Snowden set his sights on Ecuador with his first asylum request after leaving Hong Kong on June 23. President Rafael Correa railed against the United States in fiery speeches over the issue earlier this month. But the government has said it's still weighing the request, but can't act until Snowden's in Ecuadorian territory. Some speculate that the delay in getting a clear response from Ecuador is what inspired Snowden to apply for asylum in dozens more countries.
• Ecuador granted asylum to WikiLeaks founder Julian Assange last year, and has touted the decision as a clear sign that the South American nation is a defender of human rights. Giving Snowden asylum would give officials another platform to make that case.

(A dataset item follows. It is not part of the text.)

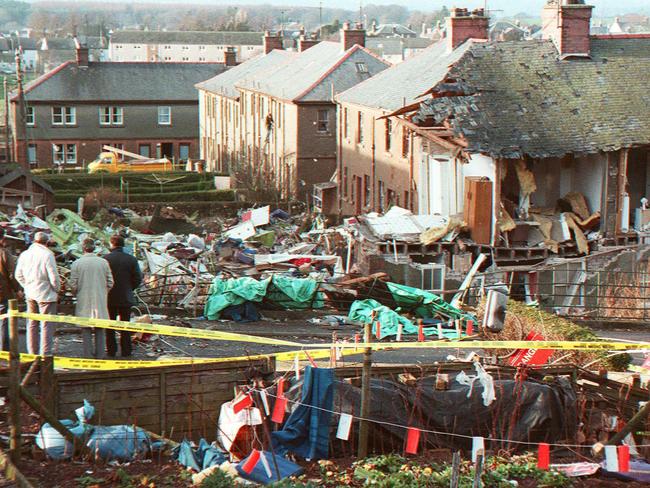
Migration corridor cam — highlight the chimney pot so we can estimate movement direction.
[542,0,593,57]
[447,8,490,49]
[341,22,366,51]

• Defiant authorities in Ecuador said last month that they wouldn't bow to U.S. pressure in Snowden's case, vowing to reject trade benefits so U.S. officials couldn't manipulate them.
• When Ecuadorian officials said they didn't need U.S. trade preferences, business leaders issued a swift response: Not so fast.

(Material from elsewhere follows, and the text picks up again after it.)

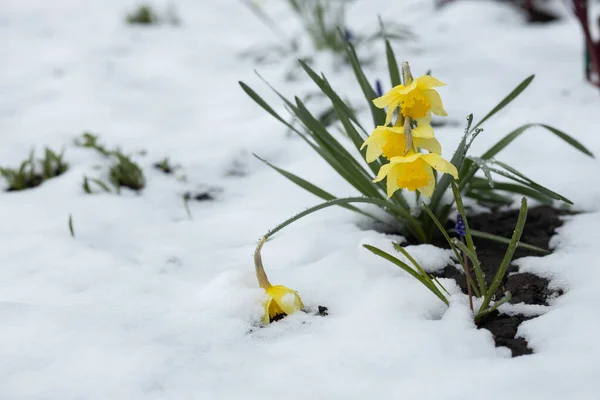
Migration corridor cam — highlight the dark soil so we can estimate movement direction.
[183,191,215,201]
[271,306,329,322]
[434,206,567,357]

And with about half of Ecuador's exports heading to the United States and trade between the two nations totaling more than $16 billion last year, Correa probably will weigh their comments carefully, Shifter said. "Correa is a guy who on the one hand, he's very defiant of the United States and wants to be the rhetorical leader of the left in Latin America," Shifter said. "On the other hand, he's got a very broad coalition in Ecuador and is trying to be more pragmatic and attract foreign investment."
• After speaking with U.S. Vice President Joe Biden last month, Correa adopted a more measured tone. "We have to act very carefully but with courage," he said, "without contradicting our principles but with a lot of care, responsibility and respect, of course, towards the U.S. but also respect for the truth."
President Raul Castro hasn't shied away from talking about the Snowden case. He's hailed the former National Security Agency contractor's revelations and stressed that he supports fellow Latin American countries' right to grant Snowden asylum. But there are two key things he hasn't said: whether Cuba will grant asylum to Snowden and whether he'd allow a plane carrying the U.S. intelligence leaker to make a stopover in Cuba on the way to South America.
• Decades of hostile relations between the United States and Cuba and a tough economic embargo could mean that Cuba would have less to lose than other Latin American nations when it comes to granting asylum. With so many sanctions in place, said Philip Peters, president of the Cuba Research Center in Washington, "I don't know what more the United States could add."
• Official media in Cuba have painted Snowden as a hero. Cuba could decide to step in, Shifter said, "if there's an issue where it would have to do with Latin American pride and dignity and sovereignty."
• While granting Snowden asylum might be a step too far, letting a connecting flight carrying him land in Cuba might be an option. "I think there's a measure of risk in that for Cuba, but it may be OK if he doesn't stay there, if they're facilitating it as a transit stop," Shifter said. "But I think it would make them uneasy."